Wednesday, June 11, 2025

Learning at an ACE School

I recently came across a clipping from the 80s, a report I did for the local newspaper, the Otago Daily Times. I was working as an assistant pastor at the Assembly of God church in Dunedin at that time, and the church had opened an ACE School for its children. ACE : Accelerated Christian Education. This brief report on how the children learned gives some idea of their daily work.  

At one Dunedin school the pupils decide how much work they are going to do each day.

Children attending the Assembly of God Christian School, in South Dunedin, set their own goals by writing down how many pages of work they expect to complete each day.

They learn five subjects and if they do not complete the amount of work they set themselves then they have to finish it at home that night.
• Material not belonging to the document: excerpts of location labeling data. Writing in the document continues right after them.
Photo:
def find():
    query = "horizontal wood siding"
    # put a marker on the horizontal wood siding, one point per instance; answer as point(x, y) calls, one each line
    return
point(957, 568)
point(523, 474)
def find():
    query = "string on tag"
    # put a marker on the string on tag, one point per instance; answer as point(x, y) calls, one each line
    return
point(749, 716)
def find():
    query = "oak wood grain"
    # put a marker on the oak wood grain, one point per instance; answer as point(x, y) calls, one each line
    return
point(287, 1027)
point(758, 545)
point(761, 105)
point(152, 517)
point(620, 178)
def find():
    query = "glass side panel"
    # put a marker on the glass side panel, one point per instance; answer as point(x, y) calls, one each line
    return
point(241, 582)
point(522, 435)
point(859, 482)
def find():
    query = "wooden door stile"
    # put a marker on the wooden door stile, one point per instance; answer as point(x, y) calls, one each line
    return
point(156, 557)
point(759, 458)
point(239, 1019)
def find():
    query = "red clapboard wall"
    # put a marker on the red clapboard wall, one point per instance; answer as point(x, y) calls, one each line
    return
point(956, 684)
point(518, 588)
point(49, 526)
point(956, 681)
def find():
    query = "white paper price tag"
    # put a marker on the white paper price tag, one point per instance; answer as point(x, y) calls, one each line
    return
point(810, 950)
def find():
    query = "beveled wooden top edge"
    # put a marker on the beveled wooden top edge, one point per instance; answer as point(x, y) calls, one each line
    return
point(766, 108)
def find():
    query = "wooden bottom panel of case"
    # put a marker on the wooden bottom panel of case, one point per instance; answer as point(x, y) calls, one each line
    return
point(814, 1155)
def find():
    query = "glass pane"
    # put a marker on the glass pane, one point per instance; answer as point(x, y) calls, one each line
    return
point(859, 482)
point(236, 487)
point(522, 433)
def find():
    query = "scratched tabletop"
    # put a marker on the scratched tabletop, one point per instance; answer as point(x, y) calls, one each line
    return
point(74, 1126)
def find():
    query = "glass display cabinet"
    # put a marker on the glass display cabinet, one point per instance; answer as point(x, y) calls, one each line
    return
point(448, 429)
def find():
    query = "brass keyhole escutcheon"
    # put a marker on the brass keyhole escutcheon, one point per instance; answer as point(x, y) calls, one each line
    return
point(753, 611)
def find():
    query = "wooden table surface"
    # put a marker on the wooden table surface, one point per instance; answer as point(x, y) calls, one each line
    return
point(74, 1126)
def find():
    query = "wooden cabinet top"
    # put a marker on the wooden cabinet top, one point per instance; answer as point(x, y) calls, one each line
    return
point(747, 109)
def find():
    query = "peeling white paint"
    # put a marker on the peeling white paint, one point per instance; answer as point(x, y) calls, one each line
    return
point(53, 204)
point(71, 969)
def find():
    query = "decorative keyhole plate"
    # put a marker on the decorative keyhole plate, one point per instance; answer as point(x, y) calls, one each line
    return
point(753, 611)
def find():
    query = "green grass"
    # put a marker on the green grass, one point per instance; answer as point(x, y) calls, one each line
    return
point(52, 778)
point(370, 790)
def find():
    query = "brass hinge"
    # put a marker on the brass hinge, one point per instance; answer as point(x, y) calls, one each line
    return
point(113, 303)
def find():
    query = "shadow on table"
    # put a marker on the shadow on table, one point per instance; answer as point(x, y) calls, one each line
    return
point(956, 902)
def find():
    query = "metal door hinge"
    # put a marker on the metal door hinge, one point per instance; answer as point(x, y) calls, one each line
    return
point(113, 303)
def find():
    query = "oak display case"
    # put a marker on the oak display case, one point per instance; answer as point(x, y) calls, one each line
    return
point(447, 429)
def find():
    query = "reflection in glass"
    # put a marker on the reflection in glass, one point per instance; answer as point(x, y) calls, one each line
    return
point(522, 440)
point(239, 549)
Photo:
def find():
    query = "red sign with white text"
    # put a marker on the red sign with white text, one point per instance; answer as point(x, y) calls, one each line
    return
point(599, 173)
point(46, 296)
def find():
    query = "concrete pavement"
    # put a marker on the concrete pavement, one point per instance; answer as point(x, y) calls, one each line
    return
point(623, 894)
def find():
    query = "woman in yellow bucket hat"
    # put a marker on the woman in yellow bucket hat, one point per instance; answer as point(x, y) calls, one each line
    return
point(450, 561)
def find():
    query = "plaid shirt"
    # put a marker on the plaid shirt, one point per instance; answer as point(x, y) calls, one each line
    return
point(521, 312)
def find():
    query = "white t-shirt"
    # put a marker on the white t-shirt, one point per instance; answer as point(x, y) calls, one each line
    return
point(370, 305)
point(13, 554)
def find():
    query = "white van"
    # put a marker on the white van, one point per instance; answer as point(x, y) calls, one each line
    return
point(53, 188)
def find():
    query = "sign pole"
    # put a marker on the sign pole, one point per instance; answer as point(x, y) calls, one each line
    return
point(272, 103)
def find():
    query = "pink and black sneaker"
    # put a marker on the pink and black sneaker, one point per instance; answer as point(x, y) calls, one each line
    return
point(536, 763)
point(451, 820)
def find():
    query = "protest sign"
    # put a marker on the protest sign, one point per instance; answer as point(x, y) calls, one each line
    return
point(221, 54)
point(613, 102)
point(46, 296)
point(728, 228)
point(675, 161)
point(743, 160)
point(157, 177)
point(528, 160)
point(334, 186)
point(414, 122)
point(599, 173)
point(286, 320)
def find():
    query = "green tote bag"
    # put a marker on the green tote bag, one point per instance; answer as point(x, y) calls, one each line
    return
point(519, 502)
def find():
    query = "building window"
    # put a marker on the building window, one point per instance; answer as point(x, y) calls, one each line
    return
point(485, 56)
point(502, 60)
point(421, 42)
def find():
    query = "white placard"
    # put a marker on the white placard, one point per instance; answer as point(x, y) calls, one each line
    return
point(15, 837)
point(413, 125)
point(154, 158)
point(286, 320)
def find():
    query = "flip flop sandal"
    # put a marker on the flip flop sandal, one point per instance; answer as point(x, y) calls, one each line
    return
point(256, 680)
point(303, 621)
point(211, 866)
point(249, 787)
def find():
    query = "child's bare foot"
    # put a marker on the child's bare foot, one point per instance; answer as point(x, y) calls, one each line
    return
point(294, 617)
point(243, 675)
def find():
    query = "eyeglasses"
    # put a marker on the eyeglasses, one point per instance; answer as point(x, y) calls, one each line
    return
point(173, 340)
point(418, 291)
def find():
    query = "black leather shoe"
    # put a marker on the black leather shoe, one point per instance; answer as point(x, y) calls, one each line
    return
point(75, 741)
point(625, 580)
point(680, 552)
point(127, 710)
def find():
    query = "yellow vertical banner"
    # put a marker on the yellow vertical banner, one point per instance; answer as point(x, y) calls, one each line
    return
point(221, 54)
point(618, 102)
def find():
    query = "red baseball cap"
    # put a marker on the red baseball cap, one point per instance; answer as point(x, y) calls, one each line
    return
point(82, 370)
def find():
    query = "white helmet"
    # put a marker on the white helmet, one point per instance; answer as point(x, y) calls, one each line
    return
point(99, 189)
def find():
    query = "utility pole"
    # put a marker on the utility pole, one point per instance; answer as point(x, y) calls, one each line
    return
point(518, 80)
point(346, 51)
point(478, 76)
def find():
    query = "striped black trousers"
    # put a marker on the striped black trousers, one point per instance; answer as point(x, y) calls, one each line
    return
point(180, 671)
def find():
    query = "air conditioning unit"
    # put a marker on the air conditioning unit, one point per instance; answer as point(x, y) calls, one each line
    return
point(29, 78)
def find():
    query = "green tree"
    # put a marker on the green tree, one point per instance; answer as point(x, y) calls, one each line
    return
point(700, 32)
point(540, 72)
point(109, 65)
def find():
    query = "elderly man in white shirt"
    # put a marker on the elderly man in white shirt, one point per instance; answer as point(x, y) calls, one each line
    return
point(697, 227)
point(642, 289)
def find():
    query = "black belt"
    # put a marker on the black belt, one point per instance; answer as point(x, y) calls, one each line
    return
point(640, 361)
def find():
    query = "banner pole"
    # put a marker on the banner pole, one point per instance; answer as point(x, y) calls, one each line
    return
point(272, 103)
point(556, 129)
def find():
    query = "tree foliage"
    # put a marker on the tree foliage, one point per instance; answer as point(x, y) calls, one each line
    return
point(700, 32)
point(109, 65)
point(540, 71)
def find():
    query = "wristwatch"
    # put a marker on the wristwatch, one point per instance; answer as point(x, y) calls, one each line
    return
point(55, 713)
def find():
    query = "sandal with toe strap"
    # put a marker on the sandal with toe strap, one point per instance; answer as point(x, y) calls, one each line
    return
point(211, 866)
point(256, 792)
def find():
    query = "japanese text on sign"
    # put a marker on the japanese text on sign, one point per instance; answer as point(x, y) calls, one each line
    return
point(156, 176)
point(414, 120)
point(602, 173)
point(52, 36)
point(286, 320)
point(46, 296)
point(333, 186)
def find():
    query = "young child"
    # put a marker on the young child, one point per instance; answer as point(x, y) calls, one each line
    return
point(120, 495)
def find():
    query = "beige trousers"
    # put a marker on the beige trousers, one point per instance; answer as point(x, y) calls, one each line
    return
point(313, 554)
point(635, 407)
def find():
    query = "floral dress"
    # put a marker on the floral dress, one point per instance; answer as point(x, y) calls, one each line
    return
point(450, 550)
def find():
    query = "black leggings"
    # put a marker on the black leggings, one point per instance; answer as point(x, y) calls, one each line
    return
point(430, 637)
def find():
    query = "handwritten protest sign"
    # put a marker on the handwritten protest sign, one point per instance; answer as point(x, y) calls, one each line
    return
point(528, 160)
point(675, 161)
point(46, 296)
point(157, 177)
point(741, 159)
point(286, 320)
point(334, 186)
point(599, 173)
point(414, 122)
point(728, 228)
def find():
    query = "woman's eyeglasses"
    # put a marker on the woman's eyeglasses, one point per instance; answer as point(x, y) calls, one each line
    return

Most of the time, however, they get through this work in about two hours, and that leaves the rest of the day for sport, art, reading and writing stories, music and projects.

Children work at their own pace: in fact their workbooks are called Paces.

That means they do not have to worry about someone else being able to do their maths faster than them, and they do not need to worry if other children can spell better.

Each child works through a few pages out of each of their five Paces each day – when these are revision Paces, the children find they can go faster if they want.

There are five core subjects; English and word-building (which work on spelling and grammar), science, social studies, and maths.

The children may have to do two or three tests every two weeks and will be expected to get at least 80 percent in each test, or else do the whole Pace again.

The good news is that children have every chance of success if they did the work throughout the Pace in a careful way.

In fact, it is normal for the children to get more than 90 percent regularly – often 100 percent – and very rare that they have to repeat a Pace.

The children even correct their own work, most of the time, from special answer books, and cannot go on until each section is right.

You might think that it would be easy to cheat, but remember when children do a test they have to know the work – or repeat it!

What does the teacher do during all this time?

She is kept very busy: even though most of the work is explained in the Pace, the children still need to read sections of their Paces aloud to the teacher, and to  have help with things they do not understand.